When Renee Rasinksi arrived at West 2nd and Dorchester in South Boston Tuesday, she was greeted by a colorful surprise.
All the dog walker was trying to do was park her minivan when bright paint suddenly started spewing everywhere.
"I didn't seen a paint sitting on the ground and I hit it, heard a big noise, looked over and saw red all over the snowbank," said Rasinksi.
A reminder: as 48 hours have passed since Boston's snow emergency was lifted, remember space savers are now considered trash if left out. Please be a good neighbor, and abide by Boston's space saver rules.
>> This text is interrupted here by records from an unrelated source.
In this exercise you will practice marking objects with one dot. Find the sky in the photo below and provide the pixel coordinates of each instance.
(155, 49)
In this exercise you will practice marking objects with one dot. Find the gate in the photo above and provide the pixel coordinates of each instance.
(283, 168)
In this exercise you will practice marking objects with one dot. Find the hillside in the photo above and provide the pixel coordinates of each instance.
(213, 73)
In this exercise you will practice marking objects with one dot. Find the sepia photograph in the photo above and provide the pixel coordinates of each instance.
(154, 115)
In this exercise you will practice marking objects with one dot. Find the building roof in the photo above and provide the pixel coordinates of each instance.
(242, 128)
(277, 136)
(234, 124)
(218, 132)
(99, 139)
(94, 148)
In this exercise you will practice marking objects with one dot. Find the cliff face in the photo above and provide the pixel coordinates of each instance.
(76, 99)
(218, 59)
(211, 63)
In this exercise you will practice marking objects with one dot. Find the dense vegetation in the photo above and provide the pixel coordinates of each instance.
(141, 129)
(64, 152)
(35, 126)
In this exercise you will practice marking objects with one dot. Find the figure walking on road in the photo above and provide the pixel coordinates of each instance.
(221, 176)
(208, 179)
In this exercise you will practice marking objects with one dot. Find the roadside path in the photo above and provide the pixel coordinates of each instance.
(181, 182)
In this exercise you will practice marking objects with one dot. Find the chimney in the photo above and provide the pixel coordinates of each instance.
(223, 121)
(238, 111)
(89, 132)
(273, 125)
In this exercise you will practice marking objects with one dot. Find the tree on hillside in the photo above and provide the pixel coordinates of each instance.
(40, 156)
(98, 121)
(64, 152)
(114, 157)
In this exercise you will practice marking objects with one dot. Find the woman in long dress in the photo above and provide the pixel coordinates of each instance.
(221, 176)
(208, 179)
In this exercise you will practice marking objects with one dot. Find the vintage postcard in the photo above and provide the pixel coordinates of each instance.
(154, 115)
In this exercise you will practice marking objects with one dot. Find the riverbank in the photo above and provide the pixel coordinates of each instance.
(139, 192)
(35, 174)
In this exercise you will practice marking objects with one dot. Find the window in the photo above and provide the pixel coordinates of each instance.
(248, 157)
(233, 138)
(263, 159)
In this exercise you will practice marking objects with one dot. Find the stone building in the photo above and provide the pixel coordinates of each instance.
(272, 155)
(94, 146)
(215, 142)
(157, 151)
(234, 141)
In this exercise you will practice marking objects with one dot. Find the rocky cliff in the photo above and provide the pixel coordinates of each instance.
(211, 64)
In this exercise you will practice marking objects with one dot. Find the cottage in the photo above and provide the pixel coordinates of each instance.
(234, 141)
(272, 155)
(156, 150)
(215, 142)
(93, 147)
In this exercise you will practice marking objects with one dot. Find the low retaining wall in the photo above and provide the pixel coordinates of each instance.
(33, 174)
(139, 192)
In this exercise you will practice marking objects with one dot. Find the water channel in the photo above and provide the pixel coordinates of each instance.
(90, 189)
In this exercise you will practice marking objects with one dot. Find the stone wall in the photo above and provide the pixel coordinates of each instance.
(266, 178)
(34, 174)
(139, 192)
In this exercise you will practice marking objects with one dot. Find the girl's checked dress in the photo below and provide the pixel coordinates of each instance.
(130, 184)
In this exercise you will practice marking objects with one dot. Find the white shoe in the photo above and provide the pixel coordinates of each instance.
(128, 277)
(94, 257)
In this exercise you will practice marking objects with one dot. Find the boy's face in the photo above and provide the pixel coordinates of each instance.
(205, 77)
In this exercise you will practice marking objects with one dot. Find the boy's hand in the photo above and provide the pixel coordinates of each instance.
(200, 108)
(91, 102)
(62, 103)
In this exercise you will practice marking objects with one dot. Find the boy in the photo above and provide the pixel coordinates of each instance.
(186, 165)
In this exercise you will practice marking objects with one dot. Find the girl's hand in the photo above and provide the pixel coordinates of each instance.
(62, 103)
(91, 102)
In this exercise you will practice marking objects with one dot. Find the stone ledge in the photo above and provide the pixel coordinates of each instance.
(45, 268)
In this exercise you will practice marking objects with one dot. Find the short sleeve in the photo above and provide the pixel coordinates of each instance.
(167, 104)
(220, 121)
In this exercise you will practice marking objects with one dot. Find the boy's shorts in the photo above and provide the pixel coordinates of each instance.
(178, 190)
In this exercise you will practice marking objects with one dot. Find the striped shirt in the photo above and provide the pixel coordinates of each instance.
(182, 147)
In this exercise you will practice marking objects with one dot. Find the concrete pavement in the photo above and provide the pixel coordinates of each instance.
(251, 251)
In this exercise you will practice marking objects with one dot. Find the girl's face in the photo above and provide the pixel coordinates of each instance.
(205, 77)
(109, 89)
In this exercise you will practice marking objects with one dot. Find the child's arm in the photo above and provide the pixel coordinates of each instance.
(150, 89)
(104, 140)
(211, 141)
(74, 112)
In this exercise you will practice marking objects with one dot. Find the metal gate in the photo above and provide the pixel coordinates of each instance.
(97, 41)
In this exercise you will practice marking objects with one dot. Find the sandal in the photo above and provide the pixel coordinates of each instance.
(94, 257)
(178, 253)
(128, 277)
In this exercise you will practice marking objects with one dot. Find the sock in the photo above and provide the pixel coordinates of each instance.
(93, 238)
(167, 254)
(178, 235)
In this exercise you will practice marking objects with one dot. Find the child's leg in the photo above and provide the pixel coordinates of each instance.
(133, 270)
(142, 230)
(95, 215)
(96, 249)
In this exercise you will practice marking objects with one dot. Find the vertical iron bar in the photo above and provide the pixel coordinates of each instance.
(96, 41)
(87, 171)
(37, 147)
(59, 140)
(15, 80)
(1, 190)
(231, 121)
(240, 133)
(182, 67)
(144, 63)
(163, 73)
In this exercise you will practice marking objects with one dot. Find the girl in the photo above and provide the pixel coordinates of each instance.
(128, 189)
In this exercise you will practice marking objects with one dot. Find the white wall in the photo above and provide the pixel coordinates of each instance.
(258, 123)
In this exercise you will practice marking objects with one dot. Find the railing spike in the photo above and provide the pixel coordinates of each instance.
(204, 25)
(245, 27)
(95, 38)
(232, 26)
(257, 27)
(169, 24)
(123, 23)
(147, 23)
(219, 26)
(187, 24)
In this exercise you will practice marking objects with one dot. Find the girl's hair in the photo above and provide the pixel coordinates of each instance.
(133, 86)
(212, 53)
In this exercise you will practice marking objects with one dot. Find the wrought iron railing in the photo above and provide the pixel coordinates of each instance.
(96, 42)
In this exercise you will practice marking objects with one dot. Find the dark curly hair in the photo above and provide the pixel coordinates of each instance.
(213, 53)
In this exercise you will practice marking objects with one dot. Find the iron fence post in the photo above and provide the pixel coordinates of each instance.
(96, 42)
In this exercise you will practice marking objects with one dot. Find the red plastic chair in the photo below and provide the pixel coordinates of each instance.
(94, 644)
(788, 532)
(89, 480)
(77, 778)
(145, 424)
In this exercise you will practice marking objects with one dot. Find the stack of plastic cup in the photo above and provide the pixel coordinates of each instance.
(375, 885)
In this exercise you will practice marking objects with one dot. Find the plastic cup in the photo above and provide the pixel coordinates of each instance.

For questions or concerns, contact @BOS311.— Mayor Marty Walsh (@marty_walsh) January 9, 2018
Turns out someone was still wrongfully using a can of magenta paint as a space saver, more than 48 hours after the city's snow emergency had expired.
"It went all over the street, the snowbank and my car," said Rasinksi.
From busted windows, to slashed tires, the annual winter parking tradition has been getting out of hand this season, with Southie seeings its fair share of neighborhood conflict.
"On social media, they've made it a war of the yuppies vs. old school Southie people," said resident Johnna Barry.
In a tweet Thursday, Mayor Marty Walsh says the city is disappointed in recent behavior and asks neighbors to be respectful, but people Boston 25 News spoke with say a scolding from city hall might not be enough to end the parking wars.
While we don't plan any changes to the space saver program, we're disappointed by threatening messages and notes residents are leaving on each other's cars. Please be respectful of your neighbors--we all share these streets and our City. No threats will be tolerated.— Mayor Marty Walsh (@marty_walsh) January 11, 2018
"They have to get rid of it and the city has to plow out all the spaces during the day," said Barry.